Face Raiders is surprisingly fun too, which will have you snapping goofy photos and shooting balls into your mouth (teehee) while spinning around the room like an idiot. It is another piece of software that is great to break out on some people when showing the system off. I doubt I will spend a lot of time on the AR Games or Face Raiders, but its a cool little addition. I used the Mii AR card feature to snap a picture of my Mii in the palm of my hand, which was cool, but the photo software on the 3DS no longer allows you to upload to Facebook like the DSi did, which is a shame.

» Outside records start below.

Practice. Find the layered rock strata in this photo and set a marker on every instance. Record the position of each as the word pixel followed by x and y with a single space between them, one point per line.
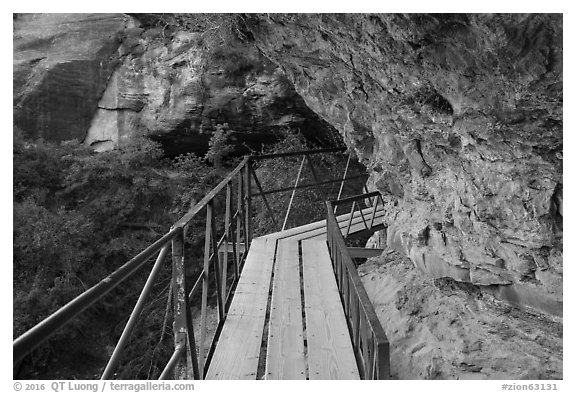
pixel 459 118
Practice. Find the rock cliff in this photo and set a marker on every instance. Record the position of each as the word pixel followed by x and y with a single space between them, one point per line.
pixel 459 119
pixel 103 78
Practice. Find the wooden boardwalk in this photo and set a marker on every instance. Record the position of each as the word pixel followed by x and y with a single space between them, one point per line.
pixel 286 319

The Street Pass and Mii Plaza features are really cool to me. I actually want to put my system on sleep mode and walk around in public in hopes of catching other people's Miis and play mini-games with them. One of the mini-games is called Find Mii which is sort of a dungeon crawling RPG that uses your StreetPass aquired Miis to help save you from a dungeon; its pretty sweet. Whether or not I will be successful at finding other Miis around town is a different story (unless you are in Japan or New York), but it is kind of exciting to try to catch some and see what happens.

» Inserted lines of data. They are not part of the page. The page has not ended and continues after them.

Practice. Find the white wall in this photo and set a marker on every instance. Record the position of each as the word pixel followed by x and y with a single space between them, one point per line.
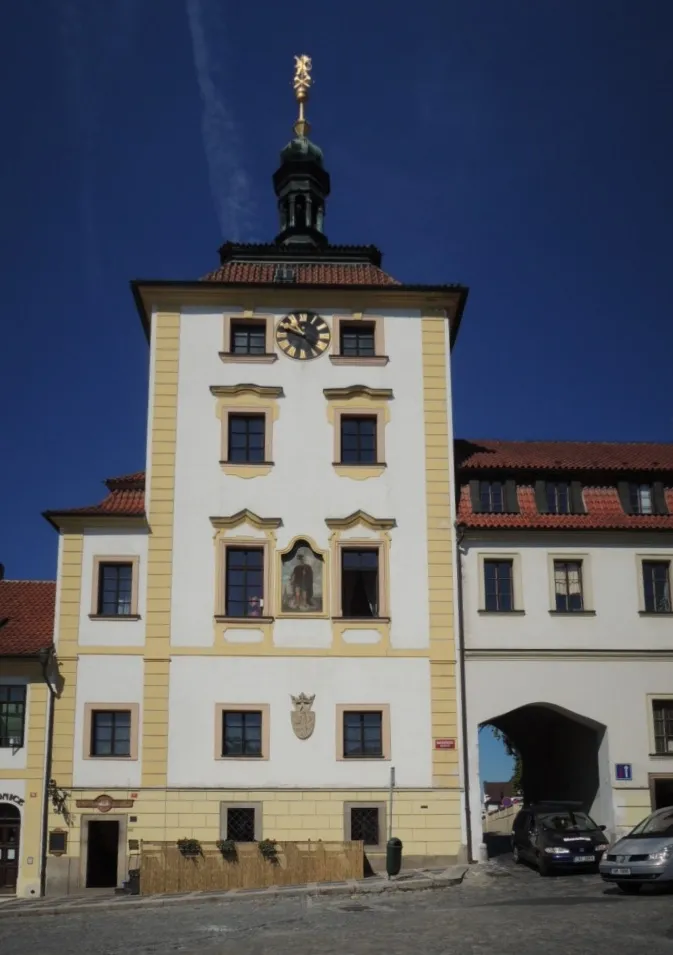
pixel 302 489
pixel 121 632
pixel 199 683
pixel 614 574
pixel 16 758
pixel 107 679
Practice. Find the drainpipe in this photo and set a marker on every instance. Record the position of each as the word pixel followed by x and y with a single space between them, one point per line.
pixel 460 534
pixel 45 657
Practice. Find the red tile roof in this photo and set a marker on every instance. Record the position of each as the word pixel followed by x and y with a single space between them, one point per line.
pixel 564 455
pixel 126 498
pixel 309 273
pixel 603 512
pixel 26 616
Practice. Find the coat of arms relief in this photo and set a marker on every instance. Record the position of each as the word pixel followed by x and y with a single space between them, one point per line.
pixel 303 719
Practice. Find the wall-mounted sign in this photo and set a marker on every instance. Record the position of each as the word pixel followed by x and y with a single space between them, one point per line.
pixel 11 797
pixel 104 803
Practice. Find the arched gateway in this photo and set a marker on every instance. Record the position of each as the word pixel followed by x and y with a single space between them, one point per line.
pixel 10 832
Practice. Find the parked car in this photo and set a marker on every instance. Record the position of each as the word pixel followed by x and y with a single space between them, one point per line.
pixel 557 835
pixel 644 856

The 3D itself is much better than I experienced in the kiosk at Best Buy, mainly because I'm not standing in front of a 3 foot kiosk squatted down attempting to play. You do need the right position in order to fully experience the 3D, but with the way I generally hold the DS anyway, it always seems to be in the sweet spot for me so I never have any problems being off-centered. The only issue I had was with the AR games because I literally have to move and juke from side to side in order to rotate my view to find targets, and I would find myself holding the system at an angle that made the screen look blurry. While playing SSFIV though, I had no issues while mashing buttons. I tend to keep the slider in the center, which seems to be the sweet spot for me. I played the thing for a good hour or more and my eyes didn't hurt or anything.
As for the launch titles, I only bought SSFIV (which seems to be the best of the launch titles). The game seriously isn't a joke at all, this is full-fledged SSFIV packed with even more features than before. The only difference is that the backgrounds are rendered in-engine but they do not animate like in the console counterparts. The fighters looks near-identical to the console versions and the game controls silky smooth. The 3D is subtle, but it looks cool seeing the HUD features floating off of the screen, and pulling off ultra combos looks sweet in 3D. I have yet to try the 3D battle mode yet though.

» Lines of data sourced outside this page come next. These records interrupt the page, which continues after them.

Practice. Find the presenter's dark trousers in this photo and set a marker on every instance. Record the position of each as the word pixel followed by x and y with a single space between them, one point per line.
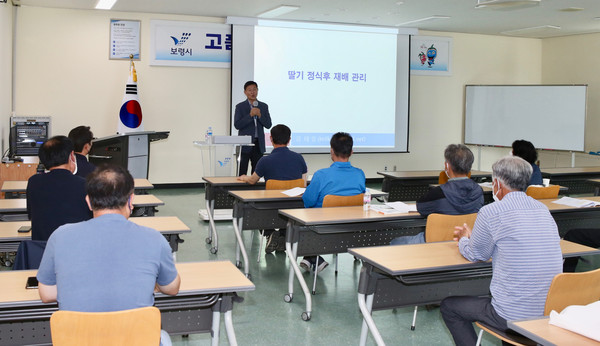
pixel 584 236
pixel 252 156
pixel 459 313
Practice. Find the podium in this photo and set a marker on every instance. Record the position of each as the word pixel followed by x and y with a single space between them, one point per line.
pixel 220 158
pixel 220 155
pixel 129 150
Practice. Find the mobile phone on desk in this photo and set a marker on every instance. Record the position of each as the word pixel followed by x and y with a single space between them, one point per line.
pixel 31 282
pixel 24 229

It is nice being able to pull off some of the harder moves and the super/ulra combos by using the touch screen, but I can see how die hard fighting game fans like Anya will hate that. I did play a couple of matches online and I definitely had a better experience with the 3DS version than I did on the 360 version. The game connects quickly, it finds players quickly, and it ran with no hiccups at all. I'm sure some frames are being lost to lag, but I sure as hell couldn't tell if there were. My only gripe is that playing online will lead you to running into a crap ton of people who mash the touch screen and abuse it. I played against a Cammy player who mashed the same move every time and won, which really pissed me off.
Overall I'm really happy with my 3DS purchase. The hardware itself is nice and I'm excited to see how developers use the 3D in the future. As soon as Zelda hits and we get more killer apps, I'm sure more people will jump on-board.